As a Christian couple of 26 years, my husband and I have been majorly successful in keeping our emotions together and not saying inflammatory things even when we disagree. We have truly tried to remember that we are brethern in Christ first, then lovers. What that means is the bible, and what is says about how to treat one another should take first place in our married life. We have learned how to disagree with one another and not start an all-out war. We call it in our house a discuss-ment. Meaning we’re having a serious discussion that is really close to an argument because are views are so different, but we are keeping calm. Discussments do not involve yelling! Here are some things I’ve learned about conflict with your mate (or anyone actually):
- Listen to the other person before you speak;
- No really, LISTEN.\
- Often we are quiet, but only see a mouth moving in front of us. We think about maybe the first thing they said and then, ONLY think how to defend ourselves. Next we think about all the arrows we can throw at our mate, and not really listen to what is being said about this matter.
- Don’t go to other people you need to confront with an accusation about them. The situation may not be at all what you think. Simply tell them how you feel about the matter or how the matter makes YOU feel. “When you said…” or “When you did XYZ… it made me feel hurt (less than a man, attacked, angry, confused etc.”.
- In connection with the point above. I’ve realized in life that a person can hurt you and still feel they’ve done nothing wrong. Yes, even after you explain how much it hurt. There are times you can’t make the person see “you should not have said or done that”. So rather than remaining angry at them, try to make them simply understand –it hurt.
- Sometimes we approach a person hoping almost that they break down and cry with us (Ok. So take the next ship off of FANTASY ISLAND!) Most people only see things from their own perspective anyway. More often than not, that other person has not lost an ounce of sleep about what they’ve said or done.
- Try to turn down the DEFENSE-O-METER. We all have it. Some more than others. That thing that keeps you in defense mode, refusing to acknowledge that maybe, just maybe YOU did something wrong or at least that you may be partially at fault for the misunderstanding.

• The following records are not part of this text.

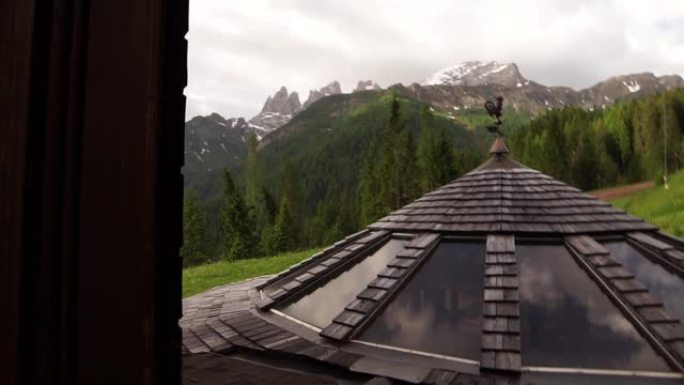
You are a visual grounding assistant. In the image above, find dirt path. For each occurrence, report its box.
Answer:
[589,181,655,201]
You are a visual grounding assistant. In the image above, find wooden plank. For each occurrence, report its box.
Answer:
[283,280,302,291]
[320,322,353,341]
[487,235,515,253]
[356,230,389,244]
[484,289,504,302]
[565,235,609,256]
[406,233,439,249]
[627,232,674,251]
[349,356,432,384]
[598,266,634,279]
[651,322,684,342]
[378,267,406,279]
[357,288,387,302]
[502,334,520,352]
[482,333,503,350]
[611,279,648,293]
[295,272,314,283]
[665,250,684,264]
[368,277,397,290]
[387,258,415,269]
[587,255,620,267]
[346,298,376,313]
[496,352,522,371]
[496,303,520,317]
[637,306,678,323]
[480,351,496,369]
[624,292,663,307]
[333,310,366,326]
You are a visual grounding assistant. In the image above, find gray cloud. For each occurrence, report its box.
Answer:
[185,0,684,119]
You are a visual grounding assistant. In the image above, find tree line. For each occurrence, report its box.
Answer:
[508,90,684,190]
[181,90,684,266]
[181,94,482,266]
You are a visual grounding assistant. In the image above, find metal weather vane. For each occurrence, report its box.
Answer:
[485,96,503,136]
[485,96,508,154]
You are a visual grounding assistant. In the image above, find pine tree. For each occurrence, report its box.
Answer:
[417,106,454,192]
[222,169,255,259]
[359,138,383,225]
[276,158,302,248]
[379,94,417,213]
[268,196,296,254]
[180,187,206,266]
[245,132,261,207]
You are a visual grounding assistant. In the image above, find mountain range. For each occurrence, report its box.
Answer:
[184,61,684,190]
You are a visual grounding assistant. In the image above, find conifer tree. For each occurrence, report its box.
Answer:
[379,94,417,214]
[268,196,296,254]
[276,158,302,247]
[359,138,383,225]
[245,132,261,207]
[222,169,255,259]
[180,187,206,266]
[417,106,454,192]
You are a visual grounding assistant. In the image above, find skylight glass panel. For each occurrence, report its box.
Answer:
[283,239,408,328]
[603,242,684,320]
[516,245,669,371]
[359,242,485,361]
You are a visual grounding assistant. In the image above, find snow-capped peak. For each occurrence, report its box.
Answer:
[422,61,526,87]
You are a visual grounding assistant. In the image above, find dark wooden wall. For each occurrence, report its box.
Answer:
[0,0,188,384]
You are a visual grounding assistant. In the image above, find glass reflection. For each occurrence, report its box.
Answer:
[360,242,484,360]
[603,242,684,319]
[520,373,682,385]
[283,239,407,328]
[516,245,670,371]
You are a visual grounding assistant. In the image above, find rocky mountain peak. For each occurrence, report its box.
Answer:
[261,86,301,115]
[302,80,342,109]
[352,80,381,92]
[422,61,529,87]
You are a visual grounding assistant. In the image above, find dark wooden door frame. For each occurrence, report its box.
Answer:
[0,0,188,384]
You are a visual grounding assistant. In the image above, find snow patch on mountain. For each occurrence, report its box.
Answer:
[422,61,527,87]
[622,80,641,93]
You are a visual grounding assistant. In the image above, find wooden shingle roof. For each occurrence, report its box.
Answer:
[369,157,656,235]
[180,154,684,385]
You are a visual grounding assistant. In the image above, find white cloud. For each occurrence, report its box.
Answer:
[186,0,684,118]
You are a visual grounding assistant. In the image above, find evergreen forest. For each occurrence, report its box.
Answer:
[181,90,684,266]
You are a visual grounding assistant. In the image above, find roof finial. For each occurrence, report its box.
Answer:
[485,96,508,158]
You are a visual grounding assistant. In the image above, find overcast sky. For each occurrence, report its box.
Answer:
[185,0,684,120]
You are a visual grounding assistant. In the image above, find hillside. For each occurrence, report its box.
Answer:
[612,171,684,237]
[259,91,487,209]
[184,61,684,197]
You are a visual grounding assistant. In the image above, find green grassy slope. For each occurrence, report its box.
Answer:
[612,171,684,237]
[183,249,320,298]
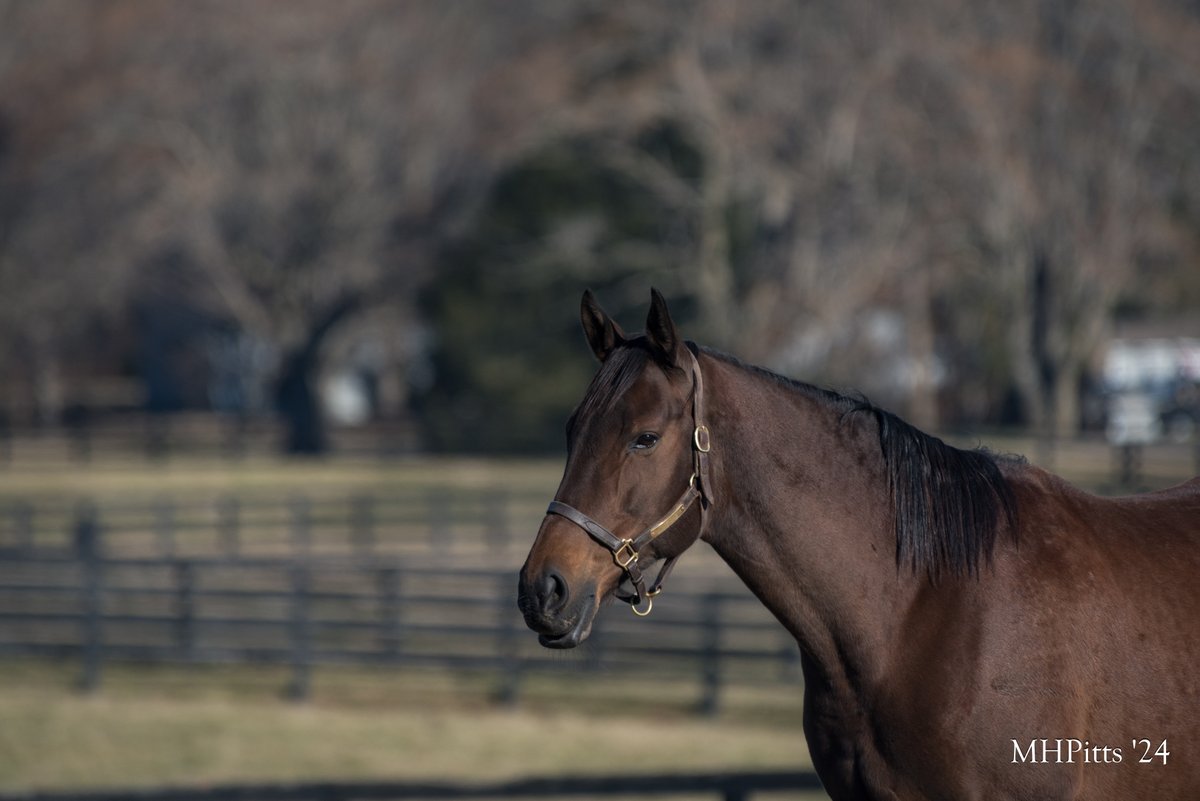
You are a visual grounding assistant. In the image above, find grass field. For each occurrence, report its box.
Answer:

- Don’t always assume that because someone is giving an explanation of their actions they are saying you are wrong about your point of view. This will usually cause us to turn the DEFENSE METER way, way up. A person’s opinion and point of view can be a very close second to talking about who they are as a person. It’s a touchy area. They may understand perfectly what you saying, but if you attack they belief system or how they perceive things you can often be begging for an ongoing battle. Listen to people’s point of view, acknowledge it, and consider. LEARN TO CONVERSE about points of view, not just tear them down.
- Everyone doesn’t communicate the same. Try to learn the other person’s mode of communication. My sweetheart is a very emotional person. He can get loud and not mean any harm at all. I am not a loud person at all. He hits high notes. I don’t. I use my hands a lot, he doesn’t. I’m the stone-faced one in the relationship. He is extremely expressive facially. He is very careful though, about his words. I’m not so much. I’ve learned that I can be too blunt, and I’ve learned to curb that and get the same point across without my samurai sword.

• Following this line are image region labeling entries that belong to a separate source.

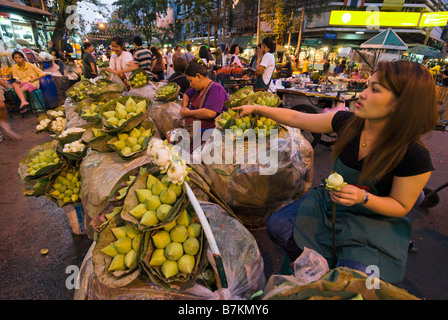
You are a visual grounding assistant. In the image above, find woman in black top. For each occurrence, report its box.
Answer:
[168,57,190,93]
[235,60,437,282]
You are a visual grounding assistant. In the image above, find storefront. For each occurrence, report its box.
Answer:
[0,0,54,48]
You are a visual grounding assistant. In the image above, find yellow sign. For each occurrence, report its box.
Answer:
[418,11,448,27]
[329,10,420,28]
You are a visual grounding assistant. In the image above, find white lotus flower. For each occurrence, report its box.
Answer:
[166,160,191,184]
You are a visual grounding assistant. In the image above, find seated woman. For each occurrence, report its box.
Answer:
[12,51,45,113]
[234,60,438,282]
[180,58,229,136]
[168,57,190,93]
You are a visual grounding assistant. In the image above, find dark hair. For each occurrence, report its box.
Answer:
[199,46,209,62]
[173,57,188,73]
[134,36,143,47]
[229,43,239,54]
[261,37,277,53]
[150,47,162,59]
[11,51,25,60]
[110,37,124,48]
[185,57,208,77]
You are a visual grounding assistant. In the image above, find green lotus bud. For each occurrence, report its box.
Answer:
[152,230,171,249]
[135,189,152,203]
[145,195,162,211]
[129,203,148,219]
[170,225,188,243]
[159,189,177,204]
[114,237,132,254]
[182,237,199,256]
[107,254,126,271]
[187,223,202,238]
[163,220,176,232]
[124,249,137,269]
[151,181,167,196]
[177,254,195,273]
[149,249,166,267]
[161,260,179,279]
[146,174,159,190]
[132,234,143,251]
[168,183,182,197]
[156,204,172,221]
[176,210,191,227]
[125,224,142,239]
[140,211,159,227]
[100,243,118,258]
[165,242,184,261]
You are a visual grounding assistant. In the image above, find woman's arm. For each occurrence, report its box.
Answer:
[330,172,431,218]
[233,105,336,133]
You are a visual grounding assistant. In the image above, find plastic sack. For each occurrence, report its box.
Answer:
[193,127,314,225]
[74,202,266,300]
[263,247,329,300]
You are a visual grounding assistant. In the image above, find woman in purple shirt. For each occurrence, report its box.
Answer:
[180,58,229,133]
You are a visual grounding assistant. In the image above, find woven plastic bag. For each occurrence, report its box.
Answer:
[75,202,266,300]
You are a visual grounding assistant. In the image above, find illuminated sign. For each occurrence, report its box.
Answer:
[418,12,448,27]
[329,10,420,27]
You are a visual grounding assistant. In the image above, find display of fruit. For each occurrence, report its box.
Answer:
[129,174,182,227]
[48,168,81,206]
[112,126,152,156]
[26,149,61,177]
[103,97,147,127]
[154,82,180,101]
[149,210,202,279]
[100,224,142,272]
[130,69,148,88]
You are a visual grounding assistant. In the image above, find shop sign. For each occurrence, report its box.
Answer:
[329,10,420,27]
[303,39,322,46]
[418,12,448,27]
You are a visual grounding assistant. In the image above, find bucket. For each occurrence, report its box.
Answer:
[64,203,87,235]
[39,75,58,109]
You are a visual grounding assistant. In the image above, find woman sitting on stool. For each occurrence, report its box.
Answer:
[12,51,45,113]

The other day, hubby did something that sent me into the anger zone. As he was trying to explain his thought process over the phone, all I could think of was MAN, “I’M ANGRY! It was a mistake on his part, but he proceeded to lecture me, how my initial reactions of questioning him about what had happened was not a word fitly spoken.
Now is our many years of marriage we’ve learned one another. He could tell I was purposely saying nothing. He says “you’re holding back aren’t you?”
“Yup”, I said.
“Okay honey, I know you’re angry about the situation, but I appreciate you not letting this escalate because I’m still trying to cope with the mistake I made”.
While he was talking, I went into La La land of prayer and asked God to help me because I wanted to say some things that I KNEW would start the zombie apocalypse. As a Christian, you know what to do, but that old man is begging to come out and play. I prayed while he was talking, because in my book, this was a time that listening may have been dangerous. What was more dangerous was the storm brewing inside me.
It was like God, blew out a candle. I could feel the tension leaving and a peaceful feeling washed over me because God helped me in my weakness. I simply said, “well honey, there’s nothing we can do but pray anyway
Bottom Line: Learn to discuss problems and come to a point of conclusion in an agreeable manner.